Even here, however, the overdue victory was muddled by the dissenting voice of Judge Lehman, who, in fairness, acknowledged that he didn’t understand the compulsion that is golf:
“Though, like the trial justice, I am not learned in golf, my acquaintance with golf players leaves no doubt in my mind but that the failure to deliver to the plaintiff a golf club to which he was attached substantially deprived him of the enjoyment of his vacation. It is, therefore, in no spirit of levity but rather in a spirit of sympathy that I have reached the conclusion that, while the award of one cent damages can in no degree compensate him for his loss of pleasure, it is not in any legal sense inadequate. The law gives to the plaintiff no balm for his outraged feelings but merely attempts to reimburse him for the value of the use of the club during the time when he was wrongfully deprived of its use. The rental value during the interim would ordinarily furnish a full and sufficient compensation, but I am informed by my associates learned in golf as in all other things that when a golfer has found a club peculiarly adapted to his own physique and style the value of the use of that club cannot be estimated by its rental value to some other person, for no real golfer could be content with golf clubs picked out at random.
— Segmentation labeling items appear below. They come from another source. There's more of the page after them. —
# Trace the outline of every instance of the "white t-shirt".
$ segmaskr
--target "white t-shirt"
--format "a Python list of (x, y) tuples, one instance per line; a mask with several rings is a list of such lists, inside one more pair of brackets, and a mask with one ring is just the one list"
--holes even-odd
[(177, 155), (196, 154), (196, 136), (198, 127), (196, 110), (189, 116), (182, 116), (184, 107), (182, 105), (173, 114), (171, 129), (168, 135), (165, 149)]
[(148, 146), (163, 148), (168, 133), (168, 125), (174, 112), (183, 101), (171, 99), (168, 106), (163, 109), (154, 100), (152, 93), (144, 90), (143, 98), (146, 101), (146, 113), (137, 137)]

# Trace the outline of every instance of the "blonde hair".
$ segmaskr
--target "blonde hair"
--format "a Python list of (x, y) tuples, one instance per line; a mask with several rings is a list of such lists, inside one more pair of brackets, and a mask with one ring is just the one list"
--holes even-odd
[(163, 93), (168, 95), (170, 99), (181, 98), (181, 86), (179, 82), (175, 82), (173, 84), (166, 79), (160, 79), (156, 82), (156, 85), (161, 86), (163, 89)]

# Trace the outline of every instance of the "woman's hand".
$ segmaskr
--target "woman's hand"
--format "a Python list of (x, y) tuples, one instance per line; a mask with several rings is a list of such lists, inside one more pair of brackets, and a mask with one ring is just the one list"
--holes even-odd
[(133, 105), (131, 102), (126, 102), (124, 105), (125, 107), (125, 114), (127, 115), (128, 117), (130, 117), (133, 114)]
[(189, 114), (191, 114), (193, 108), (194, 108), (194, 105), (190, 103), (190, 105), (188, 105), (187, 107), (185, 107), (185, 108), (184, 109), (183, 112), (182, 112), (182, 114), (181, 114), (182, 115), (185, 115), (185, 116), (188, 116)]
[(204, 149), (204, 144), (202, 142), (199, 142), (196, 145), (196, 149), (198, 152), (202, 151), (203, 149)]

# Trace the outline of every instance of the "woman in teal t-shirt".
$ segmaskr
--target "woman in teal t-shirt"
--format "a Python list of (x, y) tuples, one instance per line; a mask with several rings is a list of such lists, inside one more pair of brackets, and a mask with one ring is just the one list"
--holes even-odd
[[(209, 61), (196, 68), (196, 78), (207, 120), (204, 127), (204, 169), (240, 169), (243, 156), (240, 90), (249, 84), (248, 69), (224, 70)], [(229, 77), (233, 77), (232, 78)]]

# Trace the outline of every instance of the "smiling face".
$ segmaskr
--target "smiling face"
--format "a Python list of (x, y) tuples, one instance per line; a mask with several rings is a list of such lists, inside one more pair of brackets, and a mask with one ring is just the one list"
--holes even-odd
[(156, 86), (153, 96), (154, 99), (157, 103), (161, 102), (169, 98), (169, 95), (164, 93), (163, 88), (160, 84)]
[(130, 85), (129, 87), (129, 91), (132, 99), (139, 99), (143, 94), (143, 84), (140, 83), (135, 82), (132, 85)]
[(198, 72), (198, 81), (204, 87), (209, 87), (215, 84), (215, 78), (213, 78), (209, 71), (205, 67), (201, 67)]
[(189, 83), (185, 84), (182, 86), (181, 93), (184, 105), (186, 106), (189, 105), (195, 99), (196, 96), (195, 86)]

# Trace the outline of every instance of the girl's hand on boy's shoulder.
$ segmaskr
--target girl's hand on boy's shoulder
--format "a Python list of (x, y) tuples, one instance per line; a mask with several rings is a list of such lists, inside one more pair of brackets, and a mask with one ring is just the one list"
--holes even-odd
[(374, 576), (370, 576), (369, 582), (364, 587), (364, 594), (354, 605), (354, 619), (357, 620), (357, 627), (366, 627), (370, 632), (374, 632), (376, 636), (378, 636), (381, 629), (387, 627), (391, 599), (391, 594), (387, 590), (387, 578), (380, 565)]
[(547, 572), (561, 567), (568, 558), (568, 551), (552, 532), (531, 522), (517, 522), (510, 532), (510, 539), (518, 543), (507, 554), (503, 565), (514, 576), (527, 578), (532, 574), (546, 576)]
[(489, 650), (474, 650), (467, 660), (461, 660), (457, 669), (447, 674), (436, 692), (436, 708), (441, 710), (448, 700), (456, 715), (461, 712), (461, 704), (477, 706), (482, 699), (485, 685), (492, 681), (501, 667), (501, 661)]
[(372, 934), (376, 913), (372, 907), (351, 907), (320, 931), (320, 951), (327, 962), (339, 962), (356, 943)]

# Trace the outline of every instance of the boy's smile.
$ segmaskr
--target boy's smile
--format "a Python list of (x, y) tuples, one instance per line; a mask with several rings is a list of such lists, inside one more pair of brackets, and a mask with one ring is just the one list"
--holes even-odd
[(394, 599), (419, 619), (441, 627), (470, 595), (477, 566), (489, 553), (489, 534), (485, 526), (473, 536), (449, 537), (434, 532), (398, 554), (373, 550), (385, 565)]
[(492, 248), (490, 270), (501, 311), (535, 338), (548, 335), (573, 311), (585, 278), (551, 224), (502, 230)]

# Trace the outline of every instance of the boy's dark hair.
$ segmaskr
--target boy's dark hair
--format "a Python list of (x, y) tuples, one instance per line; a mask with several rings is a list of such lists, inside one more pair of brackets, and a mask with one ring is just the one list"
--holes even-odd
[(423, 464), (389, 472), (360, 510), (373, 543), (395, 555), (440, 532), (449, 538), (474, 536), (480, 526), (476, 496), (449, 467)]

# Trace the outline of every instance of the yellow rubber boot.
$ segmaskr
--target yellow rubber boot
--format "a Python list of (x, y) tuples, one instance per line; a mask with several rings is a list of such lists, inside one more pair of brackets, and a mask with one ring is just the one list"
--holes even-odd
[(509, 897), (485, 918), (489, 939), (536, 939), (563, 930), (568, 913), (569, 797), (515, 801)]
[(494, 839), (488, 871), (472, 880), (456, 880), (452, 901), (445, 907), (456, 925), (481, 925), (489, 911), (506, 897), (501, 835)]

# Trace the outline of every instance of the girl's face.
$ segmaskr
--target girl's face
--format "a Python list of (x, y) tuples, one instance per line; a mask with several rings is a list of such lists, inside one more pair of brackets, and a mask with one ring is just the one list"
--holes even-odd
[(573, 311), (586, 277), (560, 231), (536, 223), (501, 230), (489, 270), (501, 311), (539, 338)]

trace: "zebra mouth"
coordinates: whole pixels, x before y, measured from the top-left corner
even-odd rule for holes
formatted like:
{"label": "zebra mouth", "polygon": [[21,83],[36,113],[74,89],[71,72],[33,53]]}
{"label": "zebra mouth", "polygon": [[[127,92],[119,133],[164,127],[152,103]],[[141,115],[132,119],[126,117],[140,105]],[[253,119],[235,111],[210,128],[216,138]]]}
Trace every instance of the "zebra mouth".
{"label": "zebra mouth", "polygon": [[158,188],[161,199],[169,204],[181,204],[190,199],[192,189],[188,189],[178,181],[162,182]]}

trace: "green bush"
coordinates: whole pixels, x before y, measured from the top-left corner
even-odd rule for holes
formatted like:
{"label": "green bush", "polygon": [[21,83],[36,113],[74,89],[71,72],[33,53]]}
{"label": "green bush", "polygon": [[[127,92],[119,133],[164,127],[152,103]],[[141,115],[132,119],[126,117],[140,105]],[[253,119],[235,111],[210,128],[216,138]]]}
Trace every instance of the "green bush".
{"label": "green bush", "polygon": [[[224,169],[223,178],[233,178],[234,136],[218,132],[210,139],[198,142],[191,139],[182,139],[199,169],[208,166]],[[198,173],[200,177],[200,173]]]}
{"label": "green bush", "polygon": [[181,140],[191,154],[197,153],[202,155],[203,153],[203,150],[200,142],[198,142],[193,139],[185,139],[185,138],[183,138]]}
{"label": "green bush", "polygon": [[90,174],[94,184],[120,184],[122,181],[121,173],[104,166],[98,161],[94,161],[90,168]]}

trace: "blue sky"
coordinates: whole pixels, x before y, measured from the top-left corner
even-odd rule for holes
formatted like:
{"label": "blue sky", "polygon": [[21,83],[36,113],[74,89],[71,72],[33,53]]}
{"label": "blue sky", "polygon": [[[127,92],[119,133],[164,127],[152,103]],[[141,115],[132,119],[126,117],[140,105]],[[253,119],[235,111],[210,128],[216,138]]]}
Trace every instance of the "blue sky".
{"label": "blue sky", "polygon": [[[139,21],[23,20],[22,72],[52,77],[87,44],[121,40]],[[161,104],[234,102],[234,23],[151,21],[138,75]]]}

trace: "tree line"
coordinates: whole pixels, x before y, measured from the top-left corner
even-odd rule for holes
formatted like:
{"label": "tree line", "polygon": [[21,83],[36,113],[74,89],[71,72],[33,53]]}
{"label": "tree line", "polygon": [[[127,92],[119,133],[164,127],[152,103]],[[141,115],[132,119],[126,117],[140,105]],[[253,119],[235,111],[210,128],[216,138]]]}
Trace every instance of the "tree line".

“It would rather appear that such clubs have no rental value, and that if the plaintiff is limited to the recovery of the rental value then the trial justice correctly awarded merely nominal damages. It is true that the rental value is ordinarily adopted as the measure of damages merely because it does ordinarily furnish an adequate compensation for deprivation of use, but where the article is of a peculiar nature so that no substitute can be rented, and the deprivation of its use causes peculiar injury to the owner, he is entitled in a case where notice of its peculiar character and use was given to show its actual value to him. The plaintiff is entitled to the benefit of this rule, but on analysis of the injury suffered by the plaintiff and of the value of the club to him I find only injury to his feelings and value only as adding to his enjoyment, and these are elements of which our law, the creature of a materialistic age and race, takes no account.”